With traditional surgery, on the contrary, the doctor carves out an old valve and sews a new one, removing the old valve instead of leaving it in the heart
Doctor. Jeffrey J. Popma, interventional cardiologist at Beth Israel Deaconess in Boston, led the second study and is a consultant to both manufacturers. He uses both devices in surgery, and said that the important conclusion is that both were better for surgery.
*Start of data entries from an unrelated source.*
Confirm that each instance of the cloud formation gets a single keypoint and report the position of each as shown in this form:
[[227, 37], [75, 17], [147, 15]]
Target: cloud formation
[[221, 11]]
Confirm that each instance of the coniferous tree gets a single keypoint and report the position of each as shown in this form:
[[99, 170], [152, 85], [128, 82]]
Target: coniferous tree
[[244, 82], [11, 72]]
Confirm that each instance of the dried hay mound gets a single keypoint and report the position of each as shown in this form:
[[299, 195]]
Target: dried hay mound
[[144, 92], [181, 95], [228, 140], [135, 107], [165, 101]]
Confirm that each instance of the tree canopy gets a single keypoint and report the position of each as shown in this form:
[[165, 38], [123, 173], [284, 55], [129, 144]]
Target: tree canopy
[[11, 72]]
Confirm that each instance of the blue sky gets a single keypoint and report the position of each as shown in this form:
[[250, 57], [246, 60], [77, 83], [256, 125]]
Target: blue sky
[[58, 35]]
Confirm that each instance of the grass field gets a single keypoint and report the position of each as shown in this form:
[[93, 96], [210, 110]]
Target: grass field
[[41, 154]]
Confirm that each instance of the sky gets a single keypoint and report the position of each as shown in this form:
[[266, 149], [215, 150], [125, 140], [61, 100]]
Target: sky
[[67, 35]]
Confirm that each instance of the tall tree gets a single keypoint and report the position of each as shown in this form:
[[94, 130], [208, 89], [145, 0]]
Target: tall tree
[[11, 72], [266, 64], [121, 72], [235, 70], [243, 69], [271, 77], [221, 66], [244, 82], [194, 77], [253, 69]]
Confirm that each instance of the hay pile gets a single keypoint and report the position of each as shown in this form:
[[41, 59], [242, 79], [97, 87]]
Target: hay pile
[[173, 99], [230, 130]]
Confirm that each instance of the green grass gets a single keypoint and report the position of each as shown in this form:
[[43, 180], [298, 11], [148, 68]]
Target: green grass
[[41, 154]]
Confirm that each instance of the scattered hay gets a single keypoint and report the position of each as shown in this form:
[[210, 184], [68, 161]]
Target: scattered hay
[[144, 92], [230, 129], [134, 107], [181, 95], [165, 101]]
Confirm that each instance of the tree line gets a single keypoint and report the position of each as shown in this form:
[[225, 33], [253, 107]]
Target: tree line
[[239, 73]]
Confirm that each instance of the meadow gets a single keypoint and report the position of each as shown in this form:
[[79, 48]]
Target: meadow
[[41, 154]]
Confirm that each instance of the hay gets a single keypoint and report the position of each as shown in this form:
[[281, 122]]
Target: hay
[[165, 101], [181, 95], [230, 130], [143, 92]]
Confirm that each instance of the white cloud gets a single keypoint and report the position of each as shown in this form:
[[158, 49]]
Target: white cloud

The research involved leading surgeons and cardiologists in academic medical centers, many of whom were enlisted as consultants. Independent data and safety monitoring committees monitored the test, and independent statistics confirmed the results
Aortic valve replacement was carried out over decades, and surgeons know that the valves placed during the operation last at least 10-15 years. It remains to see if the TAVR valves will also run. This question is especially important for young patients. The average age of subjects in current studies was low until the mid 70's, younger than a decade or more than in most patients receiving TAVR now.
Dr. Herman said. The TAVR valves cost much more than the valves placed surgically, but insurers usually pay the same for any procedure. Dr. Herman said.
More than half a dozen companies are manufacturing surgical valves, but only two market-based TAVR valves. Perhaps with more competition, Dr Herrmann said, prices for TAVR valves will decrease.
At the moment, to the patient, which procedure they choose, Dr. Popma said – TAVR or surgery. Robert Pettinato 79-year-old pensioner in Scranton, Pennsylvania, there was no question. He felt a slight chest pain and it was difficult for him to finish golf.
But last year, when his cardiologist told Mr. Pettinato that he needed a new valve, he could get TAVR the only way. enter a clinical trial. He joined Edwards at the University of Pennsylvania.
In November, he had TAVR, stayed in the hospital for 24 hours and left home. A few days later, he went to a football match at the University of Lehigh against his archivist Lafayette. (He is a Lehigh graduate and never misses this game.)
Shortly thereafter, his younger brother Jim, who lives in Florida, was supposed to have a replacement for the aortic valve. He wanted TAVR, but clinical trials were closed. He made an operation in his place.
Brother took four months to recover to play golf, said Pettinato . Pettinato returned to the golf course. "I'm the most daring guy in the world," he said.